Sejak awal posisi gubernur memang lemah, selain kepemimpinan gubernur yang lemah dan proses pada undang undang pemerintah daerah, kebijakan otonomi daerah Indonesia tidaklah otonomi yang kita harapkan, fungsi dekonsentrasi gubernur juga terbatas, dari sisi regulasi posisi Jakarta dalam hal ini kementerian dalam negeri relatif jauh lebih kuat di Bandingkan dengan posisi gubernur dalam jabatannya sebagai pemerintah pusat. 

Karena itu kepemimpinan lokal dalam hal ini gubernur yang memiliki dua mata policy di sisi lain sebagai daerah otonom dan sebagai perpanjangan pemerintah pusat sangat di tentukan oleh leadership, kepemimpinan itu menunjukkan mengelola hubungan, jika pola komunikasi antara daerah dan pemerintah pusat semakin kuat kepemimpinan lokal, maka Jakarta cenderung makin melemah posisi negosiasi pemerintah daerah jauh lebih kuat dan bagi pemimpin daerah yang tidak kuat dan tidak memiliki kemampuan komunikasi hubungan antara pemerintah maka pemerintah daerah cenderung lemah.
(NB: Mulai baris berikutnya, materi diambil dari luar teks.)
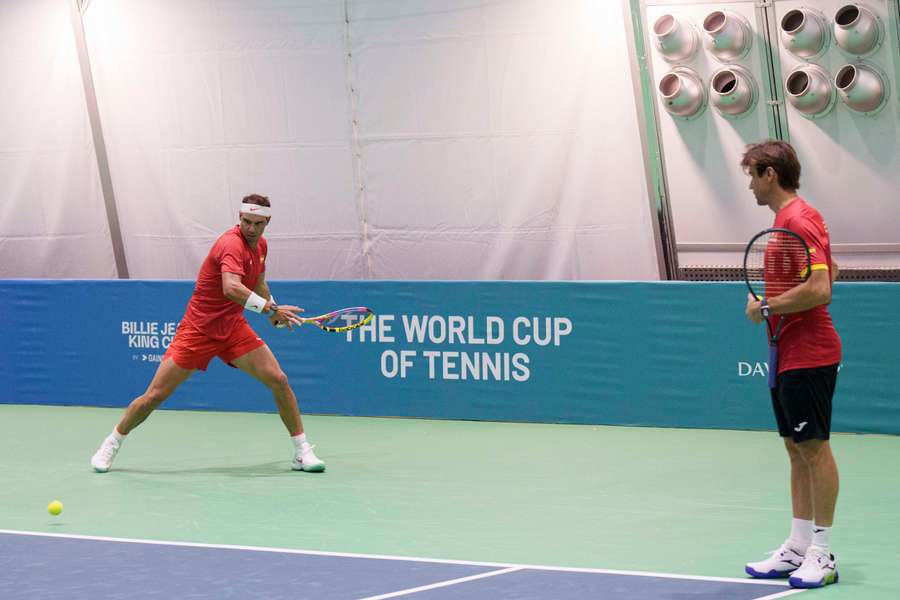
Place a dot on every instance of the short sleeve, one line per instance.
(264, 253)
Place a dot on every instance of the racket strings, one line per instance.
(345, 318)
(777, 262)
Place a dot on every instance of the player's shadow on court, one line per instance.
(270, 469)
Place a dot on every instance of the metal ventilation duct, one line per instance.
(675, 38)
(809, 90)
(728, 35)
(804, 33)
(682, 93)
(857, 30)
(861, 87)
(732, 91)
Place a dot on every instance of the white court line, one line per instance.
(399, 558)
(432, 586)
(790, 592)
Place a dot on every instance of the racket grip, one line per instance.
(773, 365)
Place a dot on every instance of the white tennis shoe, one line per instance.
(780, 564)
(818, 570)
(306, 460)
(103, 457)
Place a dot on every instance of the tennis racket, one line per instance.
(344, 319)
(775, 261)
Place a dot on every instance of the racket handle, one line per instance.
(773, 365)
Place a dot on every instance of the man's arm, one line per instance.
(237, 292)
(262, 288)
(811, 293)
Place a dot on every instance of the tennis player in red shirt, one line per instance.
(231, 280)
(809, 351)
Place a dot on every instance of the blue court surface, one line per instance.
(47, 566)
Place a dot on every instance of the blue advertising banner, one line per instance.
(668, 354)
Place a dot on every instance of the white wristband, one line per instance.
(277, 325)
(255, 302)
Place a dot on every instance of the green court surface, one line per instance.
(692, 502)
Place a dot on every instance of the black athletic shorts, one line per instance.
(802, 402)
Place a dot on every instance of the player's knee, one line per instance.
(276, 379)
(154, 397)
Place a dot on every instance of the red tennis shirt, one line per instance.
(808, 339)
(209, 310)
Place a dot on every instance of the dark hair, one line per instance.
(256, 199)
(778, 155)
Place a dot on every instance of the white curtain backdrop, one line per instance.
(52, 217)
(397, 139)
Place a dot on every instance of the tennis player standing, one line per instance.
(809, 352)
(231, 280)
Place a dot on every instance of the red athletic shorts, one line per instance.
(192, 349)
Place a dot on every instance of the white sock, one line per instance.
(821, 537)
(801, 534)
(117, 436)
(299, 440)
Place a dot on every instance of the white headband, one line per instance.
(256, 209)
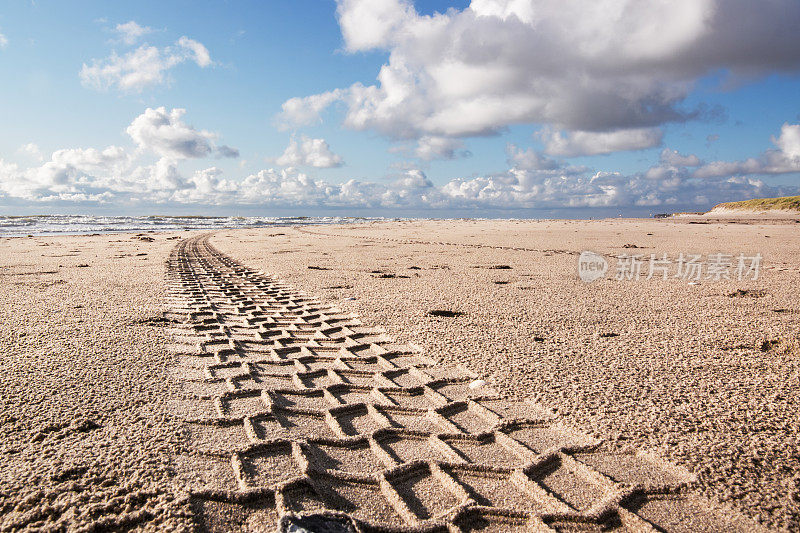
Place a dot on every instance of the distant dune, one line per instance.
(772, 206)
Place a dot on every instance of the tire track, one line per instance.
(301, 416)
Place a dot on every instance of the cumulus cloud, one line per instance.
(530, 159)
(783, 160)
(309, 152)
(430, 148)
(582, 65)
(70, 174)
(165, 134)
(130, 32)
(304, 111)
(31, 150)
(532, 179)
(143, 67)
(675, 159)
(578, 143)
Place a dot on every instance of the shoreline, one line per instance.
(682, 372)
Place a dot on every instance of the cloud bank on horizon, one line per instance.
(590, 78)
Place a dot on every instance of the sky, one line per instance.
(488, 108)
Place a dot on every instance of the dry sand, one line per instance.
(705, 379)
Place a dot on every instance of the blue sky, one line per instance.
(393, 107)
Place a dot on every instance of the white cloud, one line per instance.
(70, 174)
(530, 159)
(430, 148)
(784, 160)
(130, 32)
(675, 159)
(165, 134)
(32, 151)
(533, 180)
(582, 65)
(305, 111)
(309, 152)
(578, 143)
(788, 142)
(143, 67)
(368, 24)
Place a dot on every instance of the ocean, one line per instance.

Bisa kita lihat kepemimpinan di Indonesia katakanlah seperti Ganjar di Jawa Tengah atau Anis Baswedan di Jakarta atau ibu Khofifah di Jawa Timur, atau gubernur Papua, mereka punya posisi bergening yang sangat kuat sehingga Jakarta tidak mengambil keputusan akan cenderung mengkomunikasikan lebih dahulu, posisi Jakarta akan sedikit melemah pada gubernur yang memiliki kemampuan komunikasi dan publik relasi yang cukup baik tapi bagi gubernur-gubernur yang lemah yang kepemimpinannya kualitas di bawah cenderung akan di atur oleh Jakarta dan Jakarta tidak melihat posisi tawar yang kuat. 
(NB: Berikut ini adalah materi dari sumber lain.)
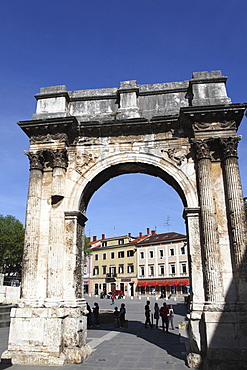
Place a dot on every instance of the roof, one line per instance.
(165, 237)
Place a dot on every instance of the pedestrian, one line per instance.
(89, 316)
(163, 313)
(96, 314)
(171, 315)
(147, 314)
(116, 314)
(156, 313)
(122, 315)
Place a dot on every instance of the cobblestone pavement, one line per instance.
(134, 347)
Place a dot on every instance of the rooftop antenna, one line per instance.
(167, 223)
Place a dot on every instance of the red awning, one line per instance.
(172, 282)
(183, 282)
(161, 283)
(141, 283)
(151, 283)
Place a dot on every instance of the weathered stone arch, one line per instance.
(117, 165)
(183, 132)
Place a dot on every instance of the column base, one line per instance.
(218, 340)
(47, 336)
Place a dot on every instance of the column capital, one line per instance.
(59, 158)
(202, 149)
(229, 146)
(36, 160)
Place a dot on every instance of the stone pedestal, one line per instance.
(47, 336)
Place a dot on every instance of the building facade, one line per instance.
(147, 264)
(163, 264)
(114, 264)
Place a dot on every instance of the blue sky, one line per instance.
(95, 44)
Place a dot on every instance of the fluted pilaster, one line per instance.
(235, 208)
(210, 244)
(32, 233)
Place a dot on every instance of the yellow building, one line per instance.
(114, 265)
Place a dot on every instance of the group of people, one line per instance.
(166, 314)
(93, 316)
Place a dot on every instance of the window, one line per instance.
(130, 268)
(173, 268)
(121, 269)
(183, 268)
(141, 270)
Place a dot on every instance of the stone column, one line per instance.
(32, 233)
(236, 213)
(74, 235)
(56, 265)
(209, 232)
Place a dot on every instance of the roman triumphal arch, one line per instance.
(183, 132)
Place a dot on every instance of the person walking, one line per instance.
(96, 314)
(170, 317)
(147, 315)
(156, 313)
(122, 315)
(89, 316)
(116, 314)
(163, 313)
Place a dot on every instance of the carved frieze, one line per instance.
(61, 137)
(83, 160)
(36, 160)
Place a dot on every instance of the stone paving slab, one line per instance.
(132, 348)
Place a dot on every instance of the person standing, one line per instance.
(89, 316)
(170, 317)
(96, 314)
(147, 315)
(163, 313)
(156, 313)
(122, 315)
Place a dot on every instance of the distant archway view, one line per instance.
(152, 261)
(183, 133)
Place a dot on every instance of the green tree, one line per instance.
(11, 245)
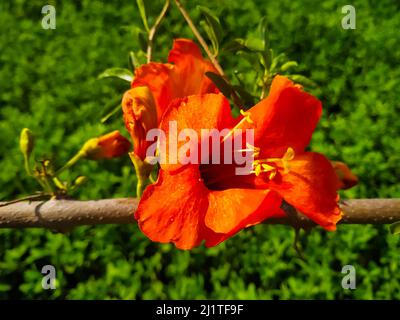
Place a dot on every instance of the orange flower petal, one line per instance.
(234, 209)
(173, 210)
(208, 111)
(189, 76)
(310, 186)
(184, 75)
(286, 118)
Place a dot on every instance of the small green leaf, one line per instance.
(278, 60)
(395, 228)
(298, 78)
(121, 73)
(221, 84)
(288, 65)
(133, 61)
(142, 37)
(212, 27)
(264, 32)
(142, 10)
(246, 97)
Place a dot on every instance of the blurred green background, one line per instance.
(48, 83)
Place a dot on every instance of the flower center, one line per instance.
(271, 165)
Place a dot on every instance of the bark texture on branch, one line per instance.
(64, 215)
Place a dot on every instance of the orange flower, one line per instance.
(140, 116)
(107, 146)
(191, 203)
(182, 76)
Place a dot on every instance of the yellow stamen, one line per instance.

Problem pada gubernur Maluku Utara dalam 10 Tahun kepemimpinan Malut, sejak awal sudah di deteksi memang lemah dalam 20 Tahun kepemimpinan katakanlah sejak Provinsi ini dibentuk kita belum menemukan seorang pemimpin yang memiliki reposisi yang kuat untuk bernegosiasi dengan Jakarta atau meletakkan hubungan fungsi dekonsentrasi yang di miliki oleh gubernur dalam jabatannya sebagai pemimpin otonom dan pemimpin dekonsentrasi, jadi pemimpin dekonsentrasi dan konsentrasi baik harus di mainkan oleh gubernur di dalam mengatur pola-pola hubungan Jakarta dan daerah.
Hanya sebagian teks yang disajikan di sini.